For my spouse, it's coming up on a year of the "full time" status, so surgery is the next step. I'm so excited for her that she will finally match the body she has always wanted. There are a few hiccups around that area though.
Insurance only pays for a portion of surgery, so the remainder is our repsonsibility. For her, she wants to keep the cost of the surgery, travel, and recovery expenses to a minimum. I get angry about that. I do not want her, for any reason, to skimp on any part of surgery. I want her to have the best possible surgery available. I want her to have a surgeon who understands what it feels like to have gone through this particular experience.
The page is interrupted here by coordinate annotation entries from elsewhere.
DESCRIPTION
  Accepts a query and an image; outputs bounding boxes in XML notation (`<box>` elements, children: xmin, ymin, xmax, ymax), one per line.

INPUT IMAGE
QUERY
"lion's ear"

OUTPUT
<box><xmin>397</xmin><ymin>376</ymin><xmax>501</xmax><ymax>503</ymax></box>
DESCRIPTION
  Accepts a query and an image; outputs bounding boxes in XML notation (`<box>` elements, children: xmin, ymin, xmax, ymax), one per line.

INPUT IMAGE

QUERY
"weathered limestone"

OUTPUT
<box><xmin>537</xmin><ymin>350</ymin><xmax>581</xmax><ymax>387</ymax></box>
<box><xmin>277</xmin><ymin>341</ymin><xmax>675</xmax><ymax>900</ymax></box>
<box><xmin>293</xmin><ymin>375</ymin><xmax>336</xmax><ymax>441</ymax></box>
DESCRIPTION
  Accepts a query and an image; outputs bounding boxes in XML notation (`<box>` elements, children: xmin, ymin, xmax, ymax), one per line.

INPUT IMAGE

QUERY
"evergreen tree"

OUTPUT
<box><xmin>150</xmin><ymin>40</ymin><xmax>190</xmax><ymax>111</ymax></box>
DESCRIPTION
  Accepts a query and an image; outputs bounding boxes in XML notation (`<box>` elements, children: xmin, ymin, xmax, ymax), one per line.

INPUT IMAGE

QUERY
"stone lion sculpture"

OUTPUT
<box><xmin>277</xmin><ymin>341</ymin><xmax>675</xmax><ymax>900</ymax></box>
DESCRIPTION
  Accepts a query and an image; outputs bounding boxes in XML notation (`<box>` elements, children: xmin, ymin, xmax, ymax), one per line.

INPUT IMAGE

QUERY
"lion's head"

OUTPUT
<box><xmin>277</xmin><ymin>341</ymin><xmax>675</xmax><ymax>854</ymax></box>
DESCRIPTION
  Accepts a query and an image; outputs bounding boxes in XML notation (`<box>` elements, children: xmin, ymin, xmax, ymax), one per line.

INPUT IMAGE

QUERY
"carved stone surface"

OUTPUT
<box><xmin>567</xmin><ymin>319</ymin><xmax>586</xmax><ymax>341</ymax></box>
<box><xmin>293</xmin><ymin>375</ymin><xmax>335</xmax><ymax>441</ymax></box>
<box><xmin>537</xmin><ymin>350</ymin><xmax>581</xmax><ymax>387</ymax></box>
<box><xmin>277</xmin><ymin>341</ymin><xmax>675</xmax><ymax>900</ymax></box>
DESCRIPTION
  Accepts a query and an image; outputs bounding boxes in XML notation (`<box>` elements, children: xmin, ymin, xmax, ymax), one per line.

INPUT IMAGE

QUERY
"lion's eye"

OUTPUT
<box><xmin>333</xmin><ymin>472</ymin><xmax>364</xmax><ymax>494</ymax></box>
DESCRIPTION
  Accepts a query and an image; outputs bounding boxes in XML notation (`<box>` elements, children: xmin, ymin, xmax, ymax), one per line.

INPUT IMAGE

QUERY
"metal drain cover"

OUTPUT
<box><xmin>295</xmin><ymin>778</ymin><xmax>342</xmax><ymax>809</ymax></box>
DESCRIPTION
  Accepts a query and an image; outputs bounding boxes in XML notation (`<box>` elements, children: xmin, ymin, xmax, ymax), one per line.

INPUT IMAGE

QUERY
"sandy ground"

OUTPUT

I understand that she wants to consider our financial situation, the impact of the surgery on what we would owe, etc, but I got very angry with her thinking about trying to keep things cheap because of me or us. I don't think that is unreasonable. She would not want me to get anything other than the best treatment if I had some ailment that was impeding my quaility of life, why should I want less for her? I want to know that the surgery is the best possible service and follow-up care available. I don't care the cost of it. I want nothing but the best possible outcome for so many reasons.
What spouse would want anything but the best surgery for the person they are married to? Why wouldn't I want her to have a surgeon who has experienced the exact surgery, but who also can perform it so wonderfully with great follow-up care?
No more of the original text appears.